The suspect captured in Tripoli is under US federal indictment, but was being held in military custody aboard the USS San Antonio in international waters — detained under the laws of war as an enemy combatant.
Photo: AFP
A computer expert known as Abu Anas al-Libi, he is accused of using an early generation Apple computer to assemble surveillance photographs in Nairobi ahead of the deadly 1998 bombing of the US embassy, according to a former US law enforcement official.
The surveillance information was presented to late al-Qaeda leader Osama bin Laden, who approved the bombing, said the official, who spoke on condition of anonymity.
Meanwhile, a Kenyan intelligence report asserted the country had foiled attacks plotted by Abdulkadir Mohamed Abdulkadir, the Kenyan militant who eluded capture by a team of US Navy SEALs in a predawn raid in Somalia on Saturday.

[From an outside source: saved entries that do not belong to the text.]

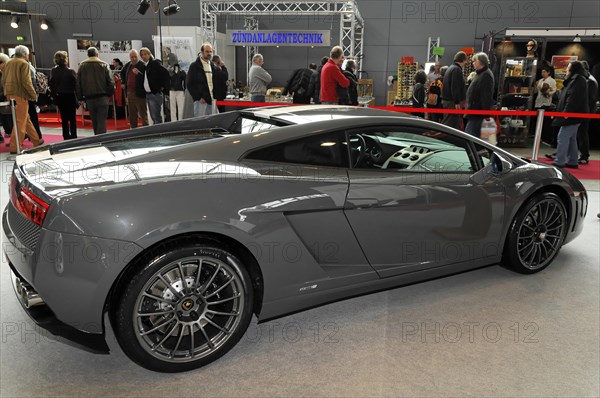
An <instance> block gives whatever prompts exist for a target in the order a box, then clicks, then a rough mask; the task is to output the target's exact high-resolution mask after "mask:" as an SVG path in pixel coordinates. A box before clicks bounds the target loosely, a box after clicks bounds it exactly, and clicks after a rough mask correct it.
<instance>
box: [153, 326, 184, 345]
mask: <svg viewBox="0 0 600 398" xmlns="http://www.w3.org/2000/svg"><path fill="white" fill-rule="evenodd" d="M177 326H179V322H175V325H173V327H172V328H171V330H169V333H167V334H165V337H163V339H162V340H161V341H159V342H158V343H157V344H156V345H155V346H154V347H152V351H156V349H157V348H158V347H160V346H161V345H163V344H164V343H165V341H167V339H168V338H169V337H171V335H172V334H173V332H174V331H175V329H177Z"/></svg>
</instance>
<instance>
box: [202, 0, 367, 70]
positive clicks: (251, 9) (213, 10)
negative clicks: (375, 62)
mask: <svg viewBox="0 0 600 398" xmlns="http://www.w3.org/2000/svg"><path fill="white" fill-rule="evenodd" d="M200 14H201V17H200V27H201V28H202V29H203V31H204V32H203V33H204V37H205V38H206V41H208V42H210V43H213V45H214V44H215V38H216V34H217V16H219V15H237V16H240V15H241V16H244V17H245V23H244V27H245V28H246V29H248V30H257V29H258V21H257V20H256V19H254V21H256V25H253V23H252V22H249V20H250V17H255V16H270V17H274V16H283V17H302V16H306V17H310V16H339V17H340V45H341V46H342V49H343V50H344V55H345V56H346V58H349V59H354V60H355V61H356V63H357V66H358V69H359V70H361V69H362V59H363V40H364V31H365V22H364V20H363V18H362V16H361V15H360V12H359V10H358V7H357V5H356V1H355V0H308V1H286V0H279V1H278V0H263V1H247V0H246V1H229V0H207V1H205V0H200ZM253 51H254V52H258V48H257V47H254V48H253V49H252V50H247V53H248V54H249V53H252V52H253Z"/></svg>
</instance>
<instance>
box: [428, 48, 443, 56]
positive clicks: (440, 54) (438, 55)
mask: <svg viewBox="0 0 600 398" xmlns="http://www.w3.org/2000/svg"><path fill="white" fill-rule="evenodd" d="M445 52H446V47H433V48H432V49H431V54H432V55H437V56H440V57H443V56H444V53H445Z"/></svg>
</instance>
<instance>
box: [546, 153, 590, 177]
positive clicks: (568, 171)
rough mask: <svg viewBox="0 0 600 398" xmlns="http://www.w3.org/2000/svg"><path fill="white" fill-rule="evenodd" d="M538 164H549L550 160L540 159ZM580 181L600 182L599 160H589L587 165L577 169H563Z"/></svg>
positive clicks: (581, 165) (563, 169) (585, 165)
mask: <svg viewBox="0 0 600 398" xmlns="http://www.w3.org/2000/svg"><path fill="white" fill-rule="evenodd" d="M538 162H541V163H546V164H551V163H552V160H550V159H547V158H544V157H541V158H539V159H538ZM563 170H565V171H568V172H569V173H571V174H573V175H574V176H575V177H577V178H578V179H580V180H600V160H590V163H589V164H584V165H582V164H580V165H579V168H578V169H563Z"/></svg>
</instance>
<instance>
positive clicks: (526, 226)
mask: <svg viewBox="0 0 600 398" xmlns="http://www.w3.org/2000/svg"><path fill="white" fill-rule="evenodd" d="M523 227H525V228H528V229H530V230H531V231H535V228H533V227H530V226H529V225H527V224H525V223H523Z"/></svg>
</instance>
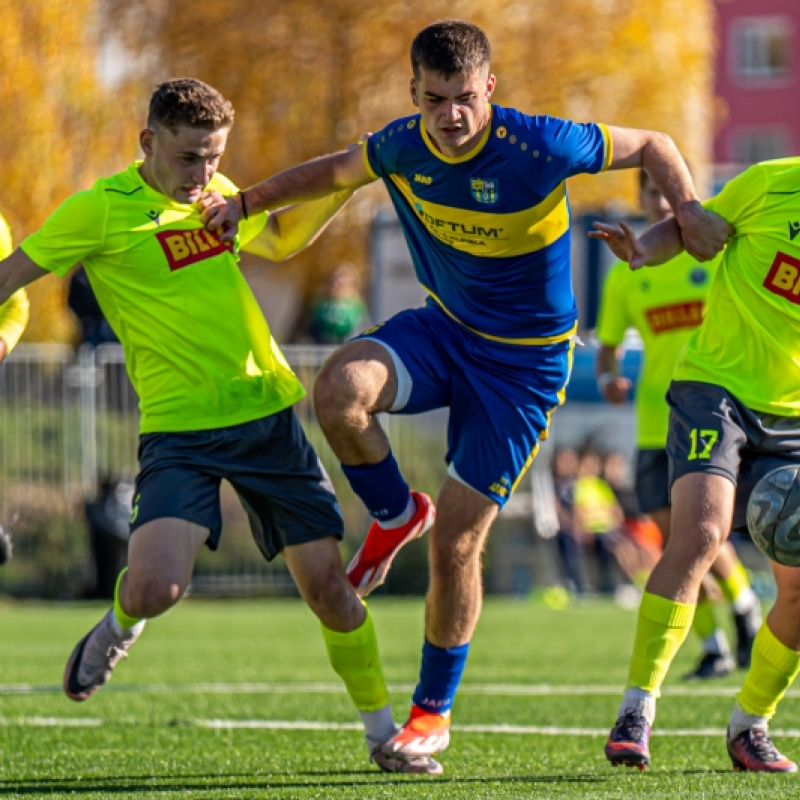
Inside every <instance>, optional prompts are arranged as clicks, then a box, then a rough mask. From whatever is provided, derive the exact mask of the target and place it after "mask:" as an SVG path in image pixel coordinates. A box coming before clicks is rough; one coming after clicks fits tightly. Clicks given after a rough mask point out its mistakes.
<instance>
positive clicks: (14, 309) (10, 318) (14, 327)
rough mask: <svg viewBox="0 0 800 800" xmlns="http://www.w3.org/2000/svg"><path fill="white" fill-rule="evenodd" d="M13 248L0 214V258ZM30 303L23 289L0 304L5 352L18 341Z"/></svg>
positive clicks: (5, 224) (9, 236) (26, 325)
mask: <svg viewBox="0 0 800 800" xmlns="http://www.w3.org/2000/svg"><path fill="white" fill-rule="evenodd" d="M13 249H14V247H13V245H12V242H11V229H10V228H9V227H8V223H7V222H6V221H5V219H3V216H2V215H0V259H3V258H8V256H10V255H11V252H12V250H13ZM29 309H30V305H29V303H28V295H27V293H26V291H25V290H24V289H19V290H18V291H16V292H14V294H12V295H11V297H9V298H8V300H6V302H5V303H3V304H2V305H0V339H2V340H3V341H4V342H5V345H6V353H10V352H11V351H12V350H13V349H14V348H15V347H16V346H17V342H19V340H20V337H21V336H22V334H23V332H24V331H25V327H26V326H27V324H28V313H29Z"/></svg>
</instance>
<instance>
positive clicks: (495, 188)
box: [469, 178, 499, 206]
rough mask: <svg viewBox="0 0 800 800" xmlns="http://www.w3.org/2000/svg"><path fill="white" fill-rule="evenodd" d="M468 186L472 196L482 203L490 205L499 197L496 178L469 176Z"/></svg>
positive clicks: (475, 198)
mask: <svg viewBox="0 0 800 800" xmlns="http://www.w3.org/2000/svg"><path fill="white" fill-rule="evenodd" d="M469 188H470V191H471V193H472V196H473V197H474V198H475V199H476V200H477V201H478V202H479V203H483V204H484V205H487V206H488V205H492V203H496V202H497V200H498V199H499V189H498V187H497V178H470V179H469Z"/></svg>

Also known as Ikrima, he was identified as the lead planner of a plot by the al-Qaeda-linked al-Shabaab militant group targeting Kenya’s parliament building and the UN office in Nairobi in 2011 and last year.
The report by Kenya’s National Intelligence Service, which was leaked to the media in the wake of the Sept. 21 terror attack on Nairobi’s Westgate Mall that killed more than 60 people, lists Samantha Lewthwaite — a Briton dubbed the “White Widow” — as one of several “key actors” in the plot, which also targeted Kenyan military installations and top Kenyan political and security officials.
Lewthwaite, who was married to one of the suicide bombers in the 2005 attack on London’s transit system, escaped capture when she produced a fraudulently obtained South African passport. Late last month, Interpol issued an arrest warrant for Lewthwaite.
The report makes no mention of Abdulkadir in relation to the Nairobi mall attack, though in an entry dated exactly one year before the start of the four-day siege, it said al-Shabaab operatives in Nairobi were planning to mount “suicide attacks on an undisclosed date, targeting Westgate Mall and Holy Family Basilica.”
Frank Cilluffo, director of George Washington University’s Homeland Security Policy Institute, said the operation in Somalia underscores the threat posed by the convergence of insurgent groups, particularly al-Shabaab and the Yemen-based al-Qaeda in the Arabian Peninsula (AQAP).
While Ikrima may not be a household name, he said, “you have someone who is truly a go-between between al-Shabaab, AQAP and probably al-Qaeda central.”
“What you’re seeing is some of the pooling of these various entities and between various organizations,” Cilluffo said.
Obama approved both operations independently, White House spokesman Jay Carney said Monday, saying it was “a coincidence” they happened at the same time.
As of Monday, al-Libi had not been read his rights to remain silent and speak with an attorney.